Most residents nowadays probably don't know the house was built back in the roaring 1920s by a future mayor.
The house was originally located on St. Johns Street.
A.H. Alexander was a merchant in the early days of the city and married his business partner's wife, Ethel Bennett, after the partner died.
The three had been in the Yukon for the gold rush before settling in Port Moody.
Eventually, Alexander became an alderman for a couple of terms in the 1920s before being elected to the top job as mayor for two years in 1930.
The home remains a slice of Port Moody's past that for one day is on display to the public.
In an effort to celebrate the city's centennial and Heritage Week, the Port Moody Heritage Society is offering a self-guided tour of nine local heritage sites for one day this Sunday (Feb. 24).
Participants will be given a map with the locations of the eight heritage homes and one business on the tour.
Costumed hosts will welcome guests and provide information about the architecture and family history of each house.
Jim Millar, manager of the Port Moody Station Museum, believes it's important to recognize and celebrate the heritage of the community.
"It's important to know where you came from and how the community developed," he told The NOW, adding many of the homes built at the turn of the 20th Century were more of a working class nature to reflect the town at the time.

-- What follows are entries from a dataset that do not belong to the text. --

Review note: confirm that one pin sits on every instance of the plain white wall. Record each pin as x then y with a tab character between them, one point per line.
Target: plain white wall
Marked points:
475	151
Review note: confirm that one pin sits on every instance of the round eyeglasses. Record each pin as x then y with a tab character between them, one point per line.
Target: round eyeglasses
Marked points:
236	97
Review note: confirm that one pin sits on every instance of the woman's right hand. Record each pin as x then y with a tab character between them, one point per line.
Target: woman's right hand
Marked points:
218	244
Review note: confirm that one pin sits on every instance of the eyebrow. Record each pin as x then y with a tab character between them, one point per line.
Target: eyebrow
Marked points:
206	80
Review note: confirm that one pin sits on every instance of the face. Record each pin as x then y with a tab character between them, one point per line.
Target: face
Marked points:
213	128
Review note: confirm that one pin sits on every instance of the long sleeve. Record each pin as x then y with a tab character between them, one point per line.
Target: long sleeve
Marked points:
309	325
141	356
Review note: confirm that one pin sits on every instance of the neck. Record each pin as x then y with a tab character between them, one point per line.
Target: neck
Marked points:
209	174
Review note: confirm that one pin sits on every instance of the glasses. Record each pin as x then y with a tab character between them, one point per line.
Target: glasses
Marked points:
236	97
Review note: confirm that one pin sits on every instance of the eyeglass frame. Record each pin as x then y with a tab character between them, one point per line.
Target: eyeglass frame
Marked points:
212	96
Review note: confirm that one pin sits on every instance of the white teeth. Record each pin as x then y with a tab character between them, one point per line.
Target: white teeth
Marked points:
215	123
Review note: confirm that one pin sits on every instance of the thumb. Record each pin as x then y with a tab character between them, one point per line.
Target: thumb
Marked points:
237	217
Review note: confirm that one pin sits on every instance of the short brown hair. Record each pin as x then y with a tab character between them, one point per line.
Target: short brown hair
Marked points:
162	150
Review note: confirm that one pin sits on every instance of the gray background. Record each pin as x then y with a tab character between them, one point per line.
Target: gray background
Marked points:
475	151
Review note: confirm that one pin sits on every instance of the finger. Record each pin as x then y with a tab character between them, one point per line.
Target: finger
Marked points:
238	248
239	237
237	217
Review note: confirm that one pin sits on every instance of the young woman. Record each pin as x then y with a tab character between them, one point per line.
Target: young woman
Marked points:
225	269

The society offered a similar tour in 2004, with great success, so it was brought back to mark the city's centennial.
"People like to see inside other people's houses," Millar said, noting there aren't a lot of heritage homes in the city compared to other parts of Metro Vancouver like New Westminster.
"For the heritage house tour, it's interesting to see what they've [the owners] done to the house."
The buildings on display range in age from 1909 up to the 1960s.
Millar explained the theme of this year's heritage week is neighbourhoods, so three homes in the Glenayre and College Park areas built in the 1960s have also been included. The tour also includes a stop at the old Pleasantside store on Ioco Road.
The society has decided to release the addresses of the homes on the tour Sunday only to participants, citing privacy concerns.
Tickets for the tour, which runs from 10 a.m. to 4 p.m., are $30.
For more information about the tour, check out portmoodymuseum.org or call 604-939-1648.
As for the Alexander House, it was bought and moved two years ago to its current location on Grant Street by local businessman Fred Soofi.
The house is currently in the final stages of a renovation.